Silent Commitment Failure in Instruction-Tuned Language Models: Evidence of Governability Divergence Across Architectures
This reveals a critical security flaw in deploying autonomous AI agents, as undetectable errors undermine runtime safety assumptions, with implications for model governance and reliability.
The study found that instruction-tuned language models exhibit silent commitment failures, where errors are undetectable before output, with two of three models showing zero warning signals, while one model provided a detectable conflict 57 tokens early, and governability varied significantly across architectures.

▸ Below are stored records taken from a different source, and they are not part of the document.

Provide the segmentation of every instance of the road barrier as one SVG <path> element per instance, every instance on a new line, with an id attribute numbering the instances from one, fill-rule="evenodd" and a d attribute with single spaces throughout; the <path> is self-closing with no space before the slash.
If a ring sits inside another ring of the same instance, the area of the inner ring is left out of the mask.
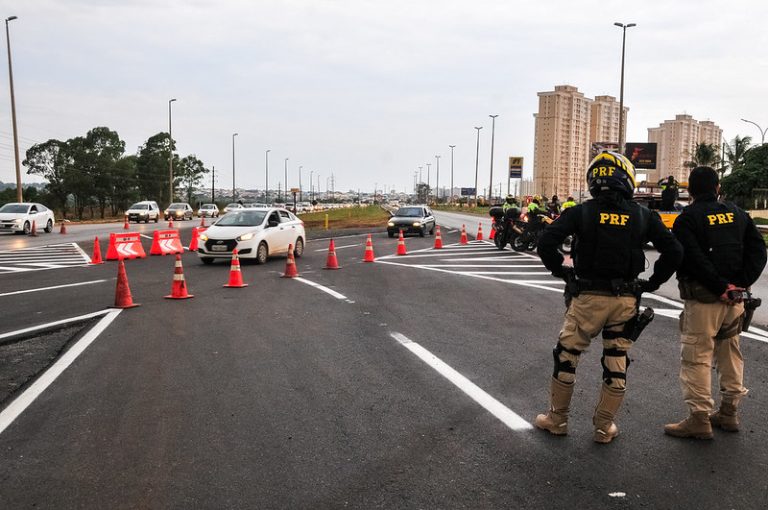
<path id="1" fill-rule="evenodd" d="M 178 230 L 155 230 L 150 255 L 180 255 L 184 253 Z"/>
<path id="2" fill-rule="evenodd" d="M 126 232 L 125 234 L 113 232 L 109 234 L 107 260 L 143 259 L 146 256 L 138 232 Z"/>

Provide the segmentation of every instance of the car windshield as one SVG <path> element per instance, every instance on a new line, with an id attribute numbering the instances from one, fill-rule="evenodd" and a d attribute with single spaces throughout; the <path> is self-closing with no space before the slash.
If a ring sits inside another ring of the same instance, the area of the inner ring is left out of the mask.
<path id="1" fill-rule="evenodd" d="M 264 222 L 267 211 L 234 211 L 216 222 L 217 227 L 256 227 Z"/>
<path id="2" fill-rule="evenodd" d="M 0 212 L 18 214 L 27 212 L 27 209 L 29 209 L 29 206 L 26 204 L 5 204 L 3 207 L 0 207 Z"/>
<path id="3" fill-rule="evenodd" d="M 421 218 L 422 216 L 422 209 L 421 207 L 401 207 L 397 210 L 395 213 L 395 216 L 405 216 L 407 218 Z"/>

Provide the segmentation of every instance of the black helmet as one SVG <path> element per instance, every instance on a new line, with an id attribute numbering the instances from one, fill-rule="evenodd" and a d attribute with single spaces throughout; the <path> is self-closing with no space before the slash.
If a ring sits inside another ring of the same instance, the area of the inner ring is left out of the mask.
<path id="1" fill-rule="evenodd" d="M 601 191 L 618 191 L 626 198 L 635 193 L 635 167 L 618 152 L 603 151 L 587 169 L 589 192 L 596 197 Z"/>

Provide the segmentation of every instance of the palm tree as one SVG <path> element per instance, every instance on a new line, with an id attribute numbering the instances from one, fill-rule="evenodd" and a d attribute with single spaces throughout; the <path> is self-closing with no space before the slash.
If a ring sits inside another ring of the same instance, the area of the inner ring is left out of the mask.
<path id="1" fill-rule="evenodd" d="M 691 154 L 691 160 L 685 162 L 688 168 L 709 166 L 715 168 L 720 163 L 720 148 L 713 143 L 699 143 Z"/>
<path id="2" fill-rule="evenodd" d="M 736 170 L 744 164 L 744 155 L 749 150 L 749 146 L 752 144 L 752 137 L 736 136 L 731 143 L 725 144 L 725 158 L 728 160 L 728 165 L 731 167 L 731 171 Z"/>

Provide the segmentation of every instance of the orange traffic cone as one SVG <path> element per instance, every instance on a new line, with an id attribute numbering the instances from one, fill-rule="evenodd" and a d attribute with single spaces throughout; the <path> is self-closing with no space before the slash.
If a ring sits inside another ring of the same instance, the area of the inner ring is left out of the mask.
<path id="1" fill-rule="evenodd" d="M 111 308 L 133 308 L 139 306 L 133 302 L 131 288 L 128 286 L 128 275 L 125 273 L 123 259 L 117 263 L 117 287 L 115 288 L 115 306 Z"/>
<path id="2" fill-rule="evenodd" d="M 192 240 L 189 242 L 189 251 L 197 251 L 199 238 L 200 231 L 197 229 L 197 227 L 192 227 Z"/>
<path id="3" fill-rule="evenodd" d="M 339 261 L 336 258 L 336 245 L 333 244 L 333 239 L 328 244 L 328 258 L 325 261 L 325 267 L 323 269 L 341 269 L 339 267 Z"/>
<path id="4" fill-rule="evenodd" d="M 195 297 L 187 292 L 187 282 L 184 280 L 184 267 L 181 265 L 181 255 L 176 255 L 171 293 L 163 297 L 165 297 L 165 299 L 189 299 Z"/>
<path id="5" fill-rule="evenodd" d="M 93 240 L 93 256 L 91 256 L 91 261 L 89 264 L 103 264 L 104 261 L 101 260 L 101 246 L 99 246 L 99 238 L 96 237 Z"/>
<path id="6" fill-rule="evenodd" d="M 363 262 L 375 262 L 376 256 L 373 254 L 373 241 L 371 241 L 371 234 L 368 234 L 368 240 L 365 241 L 365 255 L 363 256 Z"/>
<path id="7" fill-rule="evenodd" d="M 435 229 L 435 249 L 440 250 L 443 247 L 443 236 L 440 234 L 440 225 Z"/>
<path id="8" fill-rule="evenodd" d="M 403 231 L 400 231 L 400 237 L 397 238 L 397 255 L 408 255 L 405 250 L 405 238 L 403 237 Z"/>
<path id="9" fill-rule="evenodd" d="M 243 273 L 240 271 L 240 258 L 237 256 L 237 248 L 232 250 L 232 265 L 229 267 L 229 283 L 224 287 L 241 288 L 247 287 L 247 283 L 243 283 Z"/>
<path id="10" fill-rule="evenodd" d="M 293 259 L 293 245 L 288 245 L 288 260 L 285 261 L 285 273 L 282 278 L 296 278 L 299 272 L 296 270 L 296 261 Z"/>

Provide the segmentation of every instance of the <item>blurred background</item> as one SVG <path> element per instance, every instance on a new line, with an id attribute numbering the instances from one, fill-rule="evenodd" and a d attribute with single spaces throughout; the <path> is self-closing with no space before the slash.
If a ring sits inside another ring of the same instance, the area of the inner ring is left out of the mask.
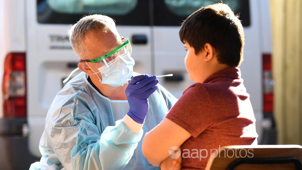
<path id="1" fill-rule="evenodd" d="M 259 144 L 302 145 L 302 0 L 223 1 L 240 14 L 244 27 L 240 68 Z M 194 83 L 185 67 L 180 24 L 220 2 L 0 0 L 0 169 L 28 169 L 40 159 L 47 110 L 78 63 L 66 34 L 71 25 L 92 14 L 113 19 L 130 40 L 134 71 L 173 74 L 160 81 L 178 98 Z"/>

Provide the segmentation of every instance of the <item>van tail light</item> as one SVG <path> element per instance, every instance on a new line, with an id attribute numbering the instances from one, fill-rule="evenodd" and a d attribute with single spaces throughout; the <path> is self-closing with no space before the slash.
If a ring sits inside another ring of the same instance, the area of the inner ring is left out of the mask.
<path id="1" fill-rule="evenodd" d="M 24 53 L 6 56 L 2 84 L 4 117 L 26 116 L 26 72 Z"/>
<path id="2" fill-rule="evenodd" d="M 272 113 L 273 108 L 274 81 L 272 76 L 271 56 L 262 56 L 263 74 L 263 112 Z"/>

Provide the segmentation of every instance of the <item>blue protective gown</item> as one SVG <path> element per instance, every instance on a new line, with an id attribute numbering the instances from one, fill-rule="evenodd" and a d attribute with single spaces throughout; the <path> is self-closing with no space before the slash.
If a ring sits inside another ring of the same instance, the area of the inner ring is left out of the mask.
<path id="1" fill-rule="evenodd" d="M 42 157 L 30 169 L 159 169 L 143 155 L 143 131 L 132 133 L 121 120 L 129 109 L 128 101 L 104 96 L 87 77 L 80 73 L 56 96 L 40 140 Z M 158 87 L 149 98 L 145 133 L 160 122 L 177 101 Z"/>

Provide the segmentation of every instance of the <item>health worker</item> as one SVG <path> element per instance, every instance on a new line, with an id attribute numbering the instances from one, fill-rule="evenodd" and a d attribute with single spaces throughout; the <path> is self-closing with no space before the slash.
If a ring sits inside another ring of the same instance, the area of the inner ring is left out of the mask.
<path id="1" fill-rule="evenodd" d="M 40 140 L 42 157 L 30 169 L 159 169 L 143 156 L 141 139 L 177 100 L 156 76 L 133 72 L 129 39 L 109 17 L 85 16 L 68 34 L 80 63 L 68 78 L 83 71 L 54 99 Z"/>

As large language models are deployed as autonomous agents with tool execution privileges, a critical assumption underpins their security architecture: that model errors are detectable at runtime. We present empirical evidence that this assumption fails for two of three instruction-following models evaluable for conflict detection. We introduce governability -- the degree to which a model's errors are detectable before output commitment and correctable once detected -- and demonstrate it varies dramatically across models. In six models across twelve reasoning domains, two of three instruction-following models exhibited silent commitment failure: confident, fluent, incorrect output with zero warning signal. The remaining model produced a detectable conflict signal 57 tokens before commitment under greedy decoding. We show benchmark accuracy does not predict governability, correction capacity varies independently of detection, and identical governance scaffolds produce opposite effects across models. A 2x2 experiment shows a 52x difference in spike ratio between architectures but only +/-0.32x variation from fine-tuning, suggesting governability is fixed at pretraining. We propose a Detection and Correction Matrix classifying model-task combinations into four regimes: Governable, Monitor Only, Steer Blind, and Ungovernable.